Data & Reality Takeaways - Part 1: EntitiesThis is the first part of a series (hopefully) relating different ideas, approaches, etc. from reading William Kent's Data & Reality.
Data professionals have their hands guided by technologies and techniques of past training and implementations, business professionals have their minds walled in by procedures the software they use impose upon them. In this way, organizational praxis cements the semantic gap between technologists and users; from an IT point-of-view, to protect the data from their users and their users from the incoherent of dirty data, from a user's, to protect themselves from irrelevant complexity and the inconsistencies of dirty development.
The assumptions appropriate to the content of one application may not fit the contexts of other applications... Thus, a "thing" here is a very arbitrary segment partitioned out a continuum
Much data work can be reduced to working around questions of oneness, sameness, and categories. As relevant to data modelling, it's much better to deal with these on the write layer(s) as opposed to exposing data rot for developer-users to deal with themselves.
Oneness, i.e. "what is one thing?", is inherit in the ambiguity of natural language. It's immensity is exacerbated by (at worst) conflicting requirements from the variety of perspectives dependent on a single data system. These issues, however, can be mitigated through potentially cascading write processes whose queryable destinations are explicitly scoped, somehow.
Sameness, i.e. "when do we say two things are the same, or the same thing", is determined by the perspective being applied to a phenomena. Appropriating Whorf's example described in the book, fresh snow and iced snow to a Puerto Rican might be the same, but to an Inuit they are very different. How does one delineate definition and processes for a thing such as snow which would allow for both Puerto Ricans and Inuits to acquire useful information? Models born of a general, root definition would fall prey to the latent assumptions lie buried inside the concept of "most general".
How much change can something undergo and still be the "same thing"?
Sameness and change is a space/time relationship disambiguated from continuity. An entity, in this case a unit of space, can only change through some progression of time otherwise its final state would be the initial percieved state. Both this last statement and the general idea of continuity are both deep questions crossing many fields of study. Depending on the requirements a useful paradigm is immutability. A changed thing is never the thing it was, but it can be the same kind of thing.

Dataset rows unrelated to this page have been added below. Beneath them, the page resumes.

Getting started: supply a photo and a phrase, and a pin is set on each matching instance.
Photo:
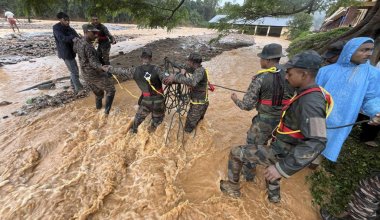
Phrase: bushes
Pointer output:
(313, 41)
(301, 23)
(333, 185)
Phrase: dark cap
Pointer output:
(271, 51)
(61, 15)
(89, 27)
(334, 50)
(195, 57)
(306, 60)
(146, 53)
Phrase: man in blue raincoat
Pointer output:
(354, 86)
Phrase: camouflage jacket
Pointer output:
(104, 36)
(198, 82)
(88, 60)
(307, 114)
(138, 73)
(261, 88)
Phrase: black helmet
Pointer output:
(146, 53)
(195, 57)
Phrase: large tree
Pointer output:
(369, 27)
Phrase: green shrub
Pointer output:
(333, 185)
(313, 41)
(300, 23)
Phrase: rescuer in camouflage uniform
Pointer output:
(268, 92)
(104, 40)
(148, 78)
(365, 202)
(92, 71)
(301, 135)
(198, 82)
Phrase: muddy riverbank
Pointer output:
(73, 163)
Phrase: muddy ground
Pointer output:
(177, 49)
(72, 162)
(15, 48)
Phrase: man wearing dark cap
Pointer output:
(64, 35)
(92, 71)
(198, 82)
(268, 92)
(300, 135)
(105, 39)
(333, 52)
(149, 79)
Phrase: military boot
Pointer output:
(98, 102)
(274, 191)
(109, 100)
(327, 216)
(231, 189)
(248, 172)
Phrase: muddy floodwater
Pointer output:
(73, 163)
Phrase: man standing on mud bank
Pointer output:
(64, 35)
(354, 84)
(198, 81)
(104, 39)
(268, 92)
(9, 16)
(92, 71)
(149, 79)
(301, 133)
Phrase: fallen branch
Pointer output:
(46, 82)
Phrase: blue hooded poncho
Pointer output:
(354, 88)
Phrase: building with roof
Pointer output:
(266, 26)
(348, 16)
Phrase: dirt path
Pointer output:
(71, 162)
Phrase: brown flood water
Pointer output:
(72, 163)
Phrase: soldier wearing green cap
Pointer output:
(149, 79)
(92, 71)
(198, 82)
(300, 136)
(268, 92)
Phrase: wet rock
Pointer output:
(15, 48)
(3, 103)
(19, 112)
(46, 101)
(47, 86)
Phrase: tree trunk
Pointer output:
(368, 27)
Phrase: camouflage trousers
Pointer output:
(261, 129)
(366, 199)
(259, 133)
(104, 53)
(194, 115)
(100, 84)
(252, 154)
(154, 105)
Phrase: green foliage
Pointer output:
(301, 23)
(335, 5)
(146, 13)
(313, 41)
(255, 9)
(332, 186)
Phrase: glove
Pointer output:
(211, 87)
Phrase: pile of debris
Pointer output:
(15, 48)
(45, 101)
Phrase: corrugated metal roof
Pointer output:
(265, 21)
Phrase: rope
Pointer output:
(223, 87)
(123, 87)
(348, 125)
(176, 98)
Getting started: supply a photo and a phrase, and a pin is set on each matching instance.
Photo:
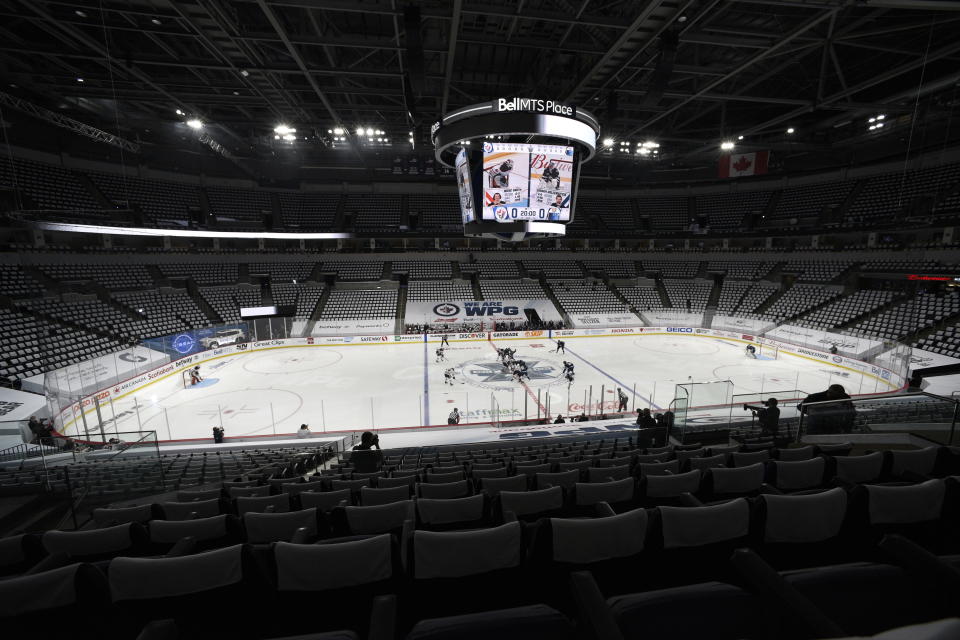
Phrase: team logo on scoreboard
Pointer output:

There is no natural set of categories. The set of categories to be maintained in an information system must be specified for that system... but categories may be defined at different levels of refinement.
A framework of classification is bound to context from which or/and for which it was devised. Trying to over-extend the usefulness of these types swiftly leads one to incoherence and deep data stink, common causes of early morning customer success calls. A tangential, yet relevant, approach to the issues of addressed by / related to intermingling categories is CQRS, which is based on the use of different models, different categories for write and read operations.
One more: we are not modeling reality, but the way information about reality is processed, by people
Arguably, the entire book begins, develops, and ends with this proposition. Definitely framed phenomenologically, but that isn't so bad isn't? Isn't it the intention to capture and understand (perhaps for a purpose) a variable set of occurrences? Nouns and the verbs connecting them are tools our language has given to describe our real world and now we relabel them as entities and relationships. Kent posits though, that is necessary to separate our projections from our problems, lest we accommodate ourselves into the comforts of context-resolvable ambiguity that discourses allows, only to later find realize our information systems are not discourses, but monologues where developer-users are only privy to subordinate clauses.